New Year's resolutions that can create meaningful change for fans, franchises, and sports
CBC
Thoughts and prayers to anyone hitting the gym this month, as New Year's resolutioners, hopped up on pre-workout, optimism and post-holiday diet guilt, overrun your local health club. If we're discussing substances that help whip civilians into shape, January motivation is a top-tier performance-enhancing drug.
But if you, like me, have been around a while, you also know motivation has a short half-life. That's why three quarters of the people you see pumping iron on Jan.1 are back on the couch by Valentine's Day. If you want to make meaningful progress, you need to make that new behaviour a habit.
It works in fitness, where habit sustains your workout routine once that initial surge of motivation wanes. It also works in sports opinion writing, where most of us are in the habit of using late December and early January to write wish lists for all kinds of sports world stakeholders.
The idea of forming new habits can also help the people and organizations we write about. So when I run down this list of New Year's sports resolutions, I'm not just hoping the folks I'm discussing are motivated to make these moves. I'd love to see them adjust their habits, so that meaningful change is also long-lasting.
Is it a lot to ask?
Of course it is, as you'll see.
But is it too much?
Let's reconvene in 12 months, and we'll see. For now, here are three resolutions we think will improve the sports landscape.
WATCH: What 2024 gave us:
1. For the Blue Jays to give Vlad Jr. what he wants, when he wants it.
Assuming Guerrero sees a long-term future with the club that first signed him as a 17-year-old, "what he wants" is a contract extension, sometime between now and spring training. If there's no deal by mid-February, don't just pencil him in as next winter's most expensive free agent. Write it in pen.
Has he become the singular superstar many of us envisioned when we first saw him play as a teenager? Not quite.
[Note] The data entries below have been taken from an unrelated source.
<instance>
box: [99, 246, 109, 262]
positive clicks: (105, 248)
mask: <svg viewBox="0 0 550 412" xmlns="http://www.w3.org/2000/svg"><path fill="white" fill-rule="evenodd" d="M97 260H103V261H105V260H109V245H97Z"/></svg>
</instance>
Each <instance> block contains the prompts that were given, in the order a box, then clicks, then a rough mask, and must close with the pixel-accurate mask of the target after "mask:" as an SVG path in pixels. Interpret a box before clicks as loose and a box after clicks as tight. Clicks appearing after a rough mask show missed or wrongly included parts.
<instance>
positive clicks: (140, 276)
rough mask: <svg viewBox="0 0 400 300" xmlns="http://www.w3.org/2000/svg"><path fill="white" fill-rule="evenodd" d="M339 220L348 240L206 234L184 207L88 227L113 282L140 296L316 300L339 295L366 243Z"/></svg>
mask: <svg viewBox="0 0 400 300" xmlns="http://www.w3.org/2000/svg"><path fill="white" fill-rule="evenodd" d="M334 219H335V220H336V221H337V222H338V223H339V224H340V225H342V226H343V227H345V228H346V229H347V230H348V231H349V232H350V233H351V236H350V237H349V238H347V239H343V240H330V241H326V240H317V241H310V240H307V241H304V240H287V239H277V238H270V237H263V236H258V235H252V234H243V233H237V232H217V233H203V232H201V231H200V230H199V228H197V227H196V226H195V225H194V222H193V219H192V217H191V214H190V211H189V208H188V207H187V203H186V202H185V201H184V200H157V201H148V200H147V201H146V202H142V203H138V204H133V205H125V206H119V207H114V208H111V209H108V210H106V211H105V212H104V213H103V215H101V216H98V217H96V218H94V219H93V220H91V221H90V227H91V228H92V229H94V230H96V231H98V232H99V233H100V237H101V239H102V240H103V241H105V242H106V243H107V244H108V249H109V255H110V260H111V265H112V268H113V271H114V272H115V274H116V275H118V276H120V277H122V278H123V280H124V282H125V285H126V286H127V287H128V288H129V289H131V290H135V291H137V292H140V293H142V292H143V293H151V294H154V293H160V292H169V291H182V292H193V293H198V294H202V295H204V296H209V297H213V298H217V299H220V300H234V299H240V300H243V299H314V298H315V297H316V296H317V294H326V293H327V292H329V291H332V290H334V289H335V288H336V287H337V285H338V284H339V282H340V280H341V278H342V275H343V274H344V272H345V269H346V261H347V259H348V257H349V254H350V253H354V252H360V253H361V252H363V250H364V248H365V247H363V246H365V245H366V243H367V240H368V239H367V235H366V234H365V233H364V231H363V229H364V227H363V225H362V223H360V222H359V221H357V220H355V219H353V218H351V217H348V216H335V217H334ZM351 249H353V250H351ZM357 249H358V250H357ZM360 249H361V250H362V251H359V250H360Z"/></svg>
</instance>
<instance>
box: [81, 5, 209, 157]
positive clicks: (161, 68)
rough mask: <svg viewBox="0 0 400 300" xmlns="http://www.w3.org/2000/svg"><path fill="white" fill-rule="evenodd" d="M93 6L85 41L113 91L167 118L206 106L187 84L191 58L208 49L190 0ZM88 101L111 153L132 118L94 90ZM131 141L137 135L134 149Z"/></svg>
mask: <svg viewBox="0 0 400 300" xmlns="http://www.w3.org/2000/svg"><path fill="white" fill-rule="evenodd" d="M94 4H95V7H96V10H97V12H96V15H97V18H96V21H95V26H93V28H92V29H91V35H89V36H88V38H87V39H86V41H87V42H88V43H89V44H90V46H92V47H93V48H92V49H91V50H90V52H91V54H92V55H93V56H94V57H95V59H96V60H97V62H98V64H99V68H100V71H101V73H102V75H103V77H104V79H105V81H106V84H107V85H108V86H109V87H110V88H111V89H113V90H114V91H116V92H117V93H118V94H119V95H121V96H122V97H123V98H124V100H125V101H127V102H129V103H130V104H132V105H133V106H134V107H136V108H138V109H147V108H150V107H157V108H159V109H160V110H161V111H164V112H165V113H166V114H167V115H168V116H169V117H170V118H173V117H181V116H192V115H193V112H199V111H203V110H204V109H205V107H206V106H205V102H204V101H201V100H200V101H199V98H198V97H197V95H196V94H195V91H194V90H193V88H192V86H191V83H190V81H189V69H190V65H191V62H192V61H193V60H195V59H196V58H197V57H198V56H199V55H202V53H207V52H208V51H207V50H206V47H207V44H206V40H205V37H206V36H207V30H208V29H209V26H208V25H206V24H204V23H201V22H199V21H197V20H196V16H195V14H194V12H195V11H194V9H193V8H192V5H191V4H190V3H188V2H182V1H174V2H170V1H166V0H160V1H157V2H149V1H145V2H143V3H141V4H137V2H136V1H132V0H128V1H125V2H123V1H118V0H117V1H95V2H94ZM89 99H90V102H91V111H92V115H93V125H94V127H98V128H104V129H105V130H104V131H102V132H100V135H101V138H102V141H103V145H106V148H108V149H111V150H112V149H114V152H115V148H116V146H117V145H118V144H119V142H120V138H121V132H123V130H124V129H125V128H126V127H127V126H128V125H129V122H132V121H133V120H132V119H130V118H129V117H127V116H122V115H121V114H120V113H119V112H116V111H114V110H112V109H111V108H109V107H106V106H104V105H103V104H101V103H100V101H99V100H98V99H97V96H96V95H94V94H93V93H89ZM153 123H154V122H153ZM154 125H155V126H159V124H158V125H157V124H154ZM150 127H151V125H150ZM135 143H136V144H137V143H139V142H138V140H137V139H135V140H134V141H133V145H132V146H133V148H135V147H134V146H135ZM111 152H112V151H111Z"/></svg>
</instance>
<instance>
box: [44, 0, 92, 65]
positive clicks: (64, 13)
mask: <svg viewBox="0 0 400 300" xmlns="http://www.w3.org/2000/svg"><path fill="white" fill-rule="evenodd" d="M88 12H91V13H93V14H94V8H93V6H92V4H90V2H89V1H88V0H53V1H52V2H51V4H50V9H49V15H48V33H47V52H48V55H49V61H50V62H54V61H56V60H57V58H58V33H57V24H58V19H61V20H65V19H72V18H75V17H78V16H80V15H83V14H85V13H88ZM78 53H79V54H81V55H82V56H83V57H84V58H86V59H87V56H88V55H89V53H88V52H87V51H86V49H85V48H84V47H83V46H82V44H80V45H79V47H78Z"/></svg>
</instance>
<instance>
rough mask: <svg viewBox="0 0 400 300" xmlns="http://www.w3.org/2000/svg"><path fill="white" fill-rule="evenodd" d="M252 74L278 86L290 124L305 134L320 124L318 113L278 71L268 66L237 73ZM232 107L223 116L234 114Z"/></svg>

Statistically, he peaked in 2021, when he led the league in nine offensive categories, including home runs (48), OPS (1.002) and runs scored (123). He has struggled with consistency, but when he's at his best he's one of MLB's very best.
As he enters the final year of a rookie deal that paid him $19.9 million US last year, he's after a contract befitting his elite status. His .323 batting average last year was a career-high, and his 96 strikeouts were a career-low for a full season. He's been an all-star in each of his four full MLB seasons.
Post-2023 the Dodgers signed Shohei Ohtani for 10 years and $700 million US. The Jays either whiffed on the two-way star, or were simply outbid. This season's premium free agent, Juan Soto, signed a 15-year deal with the Mets worth $765 million. We're not sure if Toronto ever even bothered to enter that competition.